The artists were inspired by the yellow ribbons tied on trees to denote support for the US military fighting in the Gulf War. Pink and the rainbow colours were rejected because they were too closely associated with the gay community, and they wanted to convey that HIV went beyond the gay community and was relevant to everyone.
Red was chosen as it is bold and visible – symbolising passion, a heart and love. The shape was chosen simply because it was easy to make and replicate – anyone can make one by just cutting out a piece of ribbon, looping it around your finger and pinning it on.
How did the red ribbon become so well known?
In the early days, the artists made the ribbons themselves and distributing them around the New York art scene and dropped them off at theatres. Initially there was a text that went with it, to explain why they were being worn, but eventually this was dropped as its symbolism no longer needed an explanation.

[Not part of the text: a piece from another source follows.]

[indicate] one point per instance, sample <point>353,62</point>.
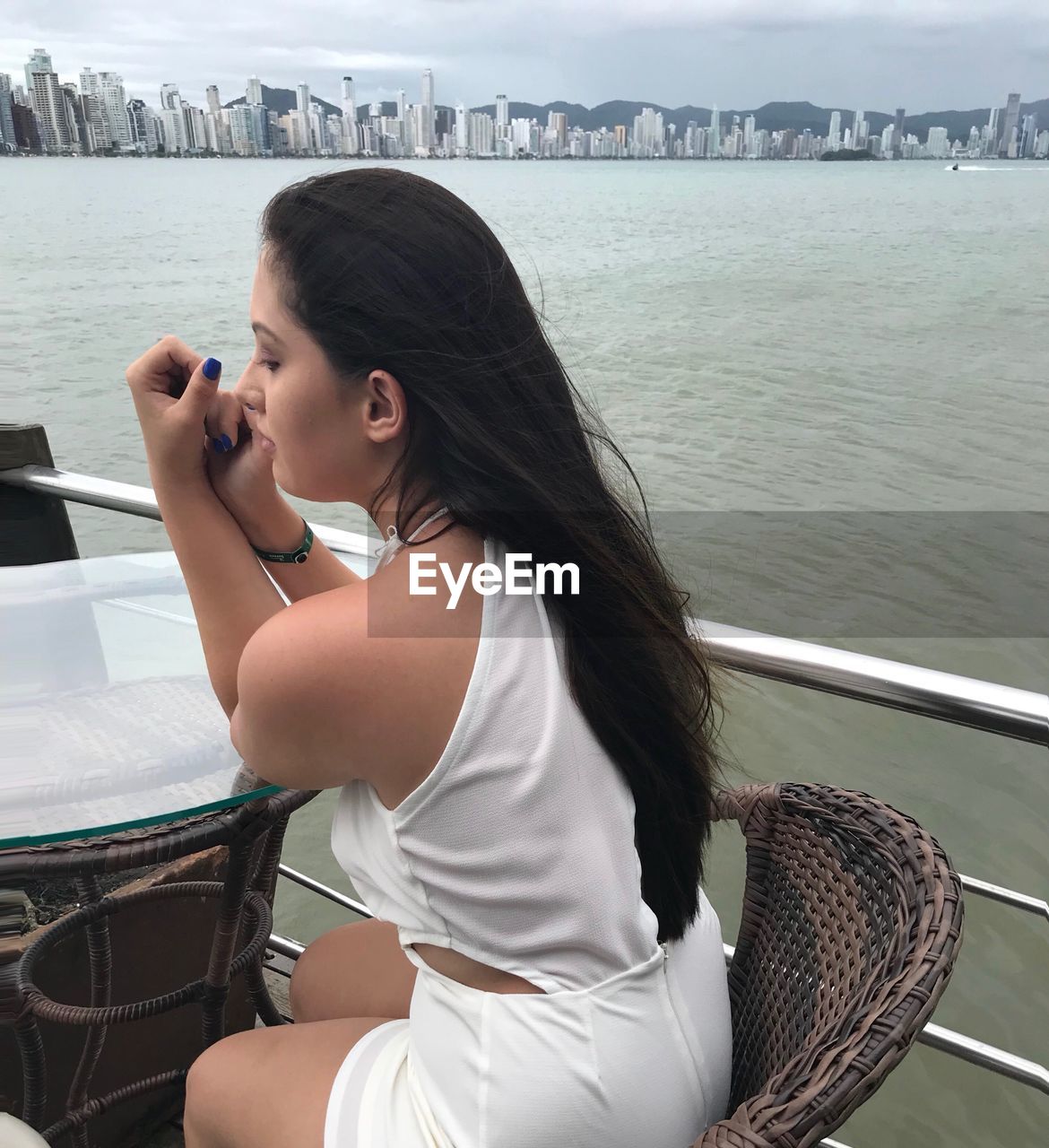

Within weeks of the red ribbon idea being born, world-famous actors starting wearing the red ribbon to high-profile award ceremonies such as the Oscars and talking about why it was important. The media also cottoned on, and within a short space of time the red ribbon symbol became universally recognised.
At the Freddie Mercury Tribute Concert held at London's Wembley Stadium on Easter Sunday 1992, more than 100,000 red ribbons were distributed among the audience, with performers such as George Michael wearing one. The Red Ribbon continues to be a powerful force in the efforts to increase public awareness of HIV.